Menurut Erdi, diamankannya Kapolsekta Astana Anyar yakni perwira menengah polisi wanita berikut belasan anggotanya itu berkat pengaduan masyarakat ke Paminal Mabes Polri. Aduan masyarakat tersebut dilimpahkan ke Propam Polda Jabar. Selanjutnya Propam Polda Jabar menangkap salah seorang anggota Polsek berserta barang bukti narkotika, sebanyak tujuh gram yang diduga sabu-sabu.

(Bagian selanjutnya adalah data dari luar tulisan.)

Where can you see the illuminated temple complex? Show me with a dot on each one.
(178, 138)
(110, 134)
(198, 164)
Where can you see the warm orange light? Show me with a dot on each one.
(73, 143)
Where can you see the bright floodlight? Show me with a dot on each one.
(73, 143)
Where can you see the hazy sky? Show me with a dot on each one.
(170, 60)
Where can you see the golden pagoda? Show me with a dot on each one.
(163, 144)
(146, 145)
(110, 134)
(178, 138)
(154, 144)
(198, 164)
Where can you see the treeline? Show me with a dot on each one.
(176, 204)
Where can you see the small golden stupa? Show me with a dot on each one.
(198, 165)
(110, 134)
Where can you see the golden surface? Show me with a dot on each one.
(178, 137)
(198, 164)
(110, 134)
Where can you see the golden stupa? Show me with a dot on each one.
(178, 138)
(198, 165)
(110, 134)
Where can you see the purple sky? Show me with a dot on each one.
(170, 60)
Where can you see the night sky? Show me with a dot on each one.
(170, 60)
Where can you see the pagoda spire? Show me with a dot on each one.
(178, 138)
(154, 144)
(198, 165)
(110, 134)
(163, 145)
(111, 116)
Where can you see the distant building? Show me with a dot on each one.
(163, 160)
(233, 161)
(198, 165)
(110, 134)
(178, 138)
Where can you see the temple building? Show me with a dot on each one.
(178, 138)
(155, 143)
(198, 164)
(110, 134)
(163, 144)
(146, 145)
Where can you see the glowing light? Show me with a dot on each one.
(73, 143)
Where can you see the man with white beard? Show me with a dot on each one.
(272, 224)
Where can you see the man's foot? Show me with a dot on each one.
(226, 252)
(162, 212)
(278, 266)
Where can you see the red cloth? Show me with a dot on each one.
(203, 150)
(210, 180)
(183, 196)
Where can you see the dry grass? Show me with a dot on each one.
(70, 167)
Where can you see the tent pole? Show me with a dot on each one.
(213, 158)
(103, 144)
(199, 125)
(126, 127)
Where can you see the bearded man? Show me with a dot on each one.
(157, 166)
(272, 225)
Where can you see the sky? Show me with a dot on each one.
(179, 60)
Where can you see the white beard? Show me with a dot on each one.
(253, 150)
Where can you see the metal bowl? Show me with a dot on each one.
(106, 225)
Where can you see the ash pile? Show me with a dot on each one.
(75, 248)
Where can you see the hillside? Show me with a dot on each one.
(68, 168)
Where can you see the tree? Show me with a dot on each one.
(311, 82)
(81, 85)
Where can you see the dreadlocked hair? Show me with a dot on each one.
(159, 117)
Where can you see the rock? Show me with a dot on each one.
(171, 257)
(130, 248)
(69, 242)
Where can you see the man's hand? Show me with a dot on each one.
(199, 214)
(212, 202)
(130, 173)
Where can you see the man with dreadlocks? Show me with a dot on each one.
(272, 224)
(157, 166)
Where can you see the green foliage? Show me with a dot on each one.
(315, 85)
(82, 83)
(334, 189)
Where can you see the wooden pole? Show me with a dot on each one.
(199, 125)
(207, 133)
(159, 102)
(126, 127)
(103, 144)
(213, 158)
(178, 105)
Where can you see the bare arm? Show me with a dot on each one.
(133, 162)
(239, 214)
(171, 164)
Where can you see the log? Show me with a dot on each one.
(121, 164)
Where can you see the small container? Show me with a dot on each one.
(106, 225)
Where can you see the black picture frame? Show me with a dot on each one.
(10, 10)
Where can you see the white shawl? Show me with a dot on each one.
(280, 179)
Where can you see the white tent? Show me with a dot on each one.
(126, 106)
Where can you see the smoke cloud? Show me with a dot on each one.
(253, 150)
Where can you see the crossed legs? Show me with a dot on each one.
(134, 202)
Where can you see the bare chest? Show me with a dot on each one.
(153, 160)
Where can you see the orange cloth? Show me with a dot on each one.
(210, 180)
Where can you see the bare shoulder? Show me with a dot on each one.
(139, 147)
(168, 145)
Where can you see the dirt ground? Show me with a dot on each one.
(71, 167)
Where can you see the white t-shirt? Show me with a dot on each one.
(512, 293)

Dari penangkapan anggota itu, kasusnya dikembangkan. Selanjutnya tim gabungan mengamankan Kapolsek beserta belasan anggota lainnya. "Kapolsek dan belasan anggota diamankan disini. Dan mereka masih menjalani pemeriksaan. Dari hasil tes urine beberapa di antaranya positif menggunakan narkoba, termasuk Kapolseknya," jelas Erdi.

Erdi mengungkap, pihak  Polda Jabar dan Polri, berkomitmen untuk memerangi narkotika. Ancaman hukuman bagi personel yang konsumsi narkoba, yakni penurunan pangkat hingga pemecatan. 

"Pimpinan Polri berkomitmen siapapun anggota polri yang melanggar hukum dan melakukan tindak pidana khususnya terkait kasus narkoba. Maka mereka akan diberikan tindakkan tegas dengan ancaman hukumanan penurunan pangkat atau yang terberatnya di pecat," tegas Erdi.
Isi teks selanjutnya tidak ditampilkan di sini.